Monday, August 29, 2005

The Creature

This is an article about my favorite book. There is still hope for the future.

"Once upon a time, not so long ago, either, people who had read the book greeted each other as if they were members of a secret society; they talked about it in hushed, reverent whispers, recited passages verbatim and highlighted pages as feverishly as if they scheduled to receive a midterm exam on its contents. If you were considered truly worthy, you might invited up the bedroom to flip through its pages after the dog-eared copy had been reverently retrieved it from its hiding place. People I know really did treat it as a kind of religious object, looked on its pages as if they were almost scriptural, a holy text. "Creature From Jekyll Island" was - especially in the early 1990s, when it was becoming popular among a certain excitable group - essential "secret" knowledge, an immense and scholarly effort pinning down exactly how and where America had been stripped of free-market money, its silver and gold, and made to substitute public scrip which then proceeded to lose 99 percent of its value to inflation in less than 100 years.
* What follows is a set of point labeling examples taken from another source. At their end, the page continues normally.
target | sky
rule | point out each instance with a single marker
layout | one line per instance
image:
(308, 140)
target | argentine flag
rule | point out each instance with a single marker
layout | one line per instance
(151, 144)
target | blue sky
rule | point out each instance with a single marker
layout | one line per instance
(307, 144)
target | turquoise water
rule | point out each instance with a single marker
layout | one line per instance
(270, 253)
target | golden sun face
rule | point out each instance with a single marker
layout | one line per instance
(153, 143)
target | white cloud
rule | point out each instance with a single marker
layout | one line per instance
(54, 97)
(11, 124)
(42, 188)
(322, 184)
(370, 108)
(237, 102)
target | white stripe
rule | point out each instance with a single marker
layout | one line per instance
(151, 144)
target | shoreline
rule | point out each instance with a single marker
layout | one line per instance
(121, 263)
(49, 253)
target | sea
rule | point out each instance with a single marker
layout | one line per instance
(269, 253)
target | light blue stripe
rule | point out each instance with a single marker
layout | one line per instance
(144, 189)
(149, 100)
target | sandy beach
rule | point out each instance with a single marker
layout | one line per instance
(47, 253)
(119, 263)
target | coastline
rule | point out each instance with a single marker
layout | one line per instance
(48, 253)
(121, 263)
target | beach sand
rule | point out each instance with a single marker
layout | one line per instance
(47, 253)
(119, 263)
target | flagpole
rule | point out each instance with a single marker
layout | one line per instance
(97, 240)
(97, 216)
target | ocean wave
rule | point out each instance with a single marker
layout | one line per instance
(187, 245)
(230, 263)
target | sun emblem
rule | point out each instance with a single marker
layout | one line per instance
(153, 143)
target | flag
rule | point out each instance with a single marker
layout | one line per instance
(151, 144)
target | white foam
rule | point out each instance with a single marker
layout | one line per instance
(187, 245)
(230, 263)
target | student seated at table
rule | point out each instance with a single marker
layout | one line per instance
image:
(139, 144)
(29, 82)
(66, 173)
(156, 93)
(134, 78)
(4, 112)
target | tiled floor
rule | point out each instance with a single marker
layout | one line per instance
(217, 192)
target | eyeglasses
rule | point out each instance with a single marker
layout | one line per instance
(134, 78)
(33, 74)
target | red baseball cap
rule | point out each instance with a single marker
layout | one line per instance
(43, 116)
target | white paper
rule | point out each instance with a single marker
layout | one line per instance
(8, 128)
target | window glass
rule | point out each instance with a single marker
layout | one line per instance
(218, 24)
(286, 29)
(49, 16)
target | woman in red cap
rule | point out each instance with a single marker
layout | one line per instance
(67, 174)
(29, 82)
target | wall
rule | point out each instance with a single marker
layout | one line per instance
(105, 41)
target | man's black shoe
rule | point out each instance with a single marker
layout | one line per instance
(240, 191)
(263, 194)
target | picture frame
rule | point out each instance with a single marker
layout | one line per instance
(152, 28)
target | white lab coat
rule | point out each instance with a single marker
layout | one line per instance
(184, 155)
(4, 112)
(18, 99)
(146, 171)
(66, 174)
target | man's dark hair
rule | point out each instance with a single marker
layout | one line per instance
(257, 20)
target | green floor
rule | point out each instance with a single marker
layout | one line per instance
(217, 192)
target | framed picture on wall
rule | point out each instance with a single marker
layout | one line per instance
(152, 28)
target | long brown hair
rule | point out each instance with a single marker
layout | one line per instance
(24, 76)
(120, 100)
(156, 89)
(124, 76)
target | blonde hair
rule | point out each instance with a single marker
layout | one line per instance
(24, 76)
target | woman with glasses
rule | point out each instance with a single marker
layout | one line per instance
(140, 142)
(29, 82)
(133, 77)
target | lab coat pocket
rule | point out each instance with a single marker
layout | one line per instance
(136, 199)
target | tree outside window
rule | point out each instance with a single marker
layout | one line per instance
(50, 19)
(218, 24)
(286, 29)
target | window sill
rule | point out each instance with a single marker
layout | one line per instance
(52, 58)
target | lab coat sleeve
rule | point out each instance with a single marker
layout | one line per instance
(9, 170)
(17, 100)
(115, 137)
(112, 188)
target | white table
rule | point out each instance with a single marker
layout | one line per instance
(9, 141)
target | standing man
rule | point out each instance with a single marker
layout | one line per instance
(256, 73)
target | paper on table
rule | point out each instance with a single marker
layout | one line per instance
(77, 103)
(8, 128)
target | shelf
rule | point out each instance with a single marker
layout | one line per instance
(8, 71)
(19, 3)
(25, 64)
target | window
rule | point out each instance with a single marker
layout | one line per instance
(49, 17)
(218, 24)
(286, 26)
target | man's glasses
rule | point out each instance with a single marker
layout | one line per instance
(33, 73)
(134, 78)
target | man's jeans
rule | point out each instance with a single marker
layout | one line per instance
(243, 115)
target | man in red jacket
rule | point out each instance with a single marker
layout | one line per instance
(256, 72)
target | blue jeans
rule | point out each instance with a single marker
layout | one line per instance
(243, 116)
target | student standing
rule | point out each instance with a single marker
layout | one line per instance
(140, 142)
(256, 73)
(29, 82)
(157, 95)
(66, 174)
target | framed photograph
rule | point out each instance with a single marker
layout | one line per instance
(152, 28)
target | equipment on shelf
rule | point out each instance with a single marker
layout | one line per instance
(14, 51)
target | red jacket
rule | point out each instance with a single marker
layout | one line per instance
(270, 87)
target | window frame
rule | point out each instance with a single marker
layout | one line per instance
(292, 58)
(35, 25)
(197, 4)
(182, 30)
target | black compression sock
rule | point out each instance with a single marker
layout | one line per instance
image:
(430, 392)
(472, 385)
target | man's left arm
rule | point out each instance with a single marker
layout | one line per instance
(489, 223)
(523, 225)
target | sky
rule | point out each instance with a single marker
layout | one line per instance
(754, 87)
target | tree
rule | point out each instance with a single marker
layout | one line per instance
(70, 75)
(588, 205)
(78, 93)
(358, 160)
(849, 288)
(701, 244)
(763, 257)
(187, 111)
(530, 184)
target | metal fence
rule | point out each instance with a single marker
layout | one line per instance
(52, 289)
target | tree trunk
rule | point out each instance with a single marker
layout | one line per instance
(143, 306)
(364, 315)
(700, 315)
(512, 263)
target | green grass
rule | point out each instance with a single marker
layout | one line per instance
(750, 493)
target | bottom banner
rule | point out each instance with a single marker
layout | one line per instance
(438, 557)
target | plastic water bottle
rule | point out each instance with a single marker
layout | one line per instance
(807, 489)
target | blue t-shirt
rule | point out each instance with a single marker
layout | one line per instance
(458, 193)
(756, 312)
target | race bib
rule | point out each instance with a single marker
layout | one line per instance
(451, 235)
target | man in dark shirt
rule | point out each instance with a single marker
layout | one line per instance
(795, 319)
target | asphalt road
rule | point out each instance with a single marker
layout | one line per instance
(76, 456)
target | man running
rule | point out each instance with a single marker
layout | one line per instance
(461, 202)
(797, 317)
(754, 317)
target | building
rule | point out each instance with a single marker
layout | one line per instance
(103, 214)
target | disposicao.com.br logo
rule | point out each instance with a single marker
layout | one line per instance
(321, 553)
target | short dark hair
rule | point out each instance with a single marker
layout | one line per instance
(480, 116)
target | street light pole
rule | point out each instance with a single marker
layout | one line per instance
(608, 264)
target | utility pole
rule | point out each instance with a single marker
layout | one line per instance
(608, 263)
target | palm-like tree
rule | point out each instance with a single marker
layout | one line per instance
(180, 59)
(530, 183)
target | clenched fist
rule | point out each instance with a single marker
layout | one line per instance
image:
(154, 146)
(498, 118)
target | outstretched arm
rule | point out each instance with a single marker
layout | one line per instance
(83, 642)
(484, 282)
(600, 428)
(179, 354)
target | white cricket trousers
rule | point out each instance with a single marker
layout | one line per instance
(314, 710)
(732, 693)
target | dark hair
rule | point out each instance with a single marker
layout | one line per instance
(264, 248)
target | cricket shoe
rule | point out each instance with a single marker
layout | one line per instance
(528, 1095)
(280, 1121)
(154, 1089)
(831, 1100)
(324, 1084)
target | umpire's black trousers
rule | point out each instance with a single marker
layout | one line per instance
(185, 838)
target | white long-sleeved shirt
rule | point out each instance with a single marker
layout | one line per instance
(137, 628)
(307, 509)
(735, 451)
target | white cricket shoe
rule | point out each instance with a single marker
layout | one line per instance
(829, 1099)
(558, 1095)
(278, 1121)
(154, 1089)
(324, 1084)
Creature From Jekyll Island, the single best primer when it comes to describing the cause and effect of 20th century money power, a brilliantly insightful text that shows conclusively, without rancor and with a wealth of footnoted details, how America's wealthiest bankers and financiers came to control the country's printing presses, then its internal governmental policies and finally its external policies as well.

Creature From Jekyll Island. A kind of monetary "suitcase nuclear device" - and one of the most intelligent books ever written - blowing up the pretensions of the banking class, vaporizing the justifications of fiat money, turning the polished profiles of 20th century money men into fading shadows etched in faint grains of sand."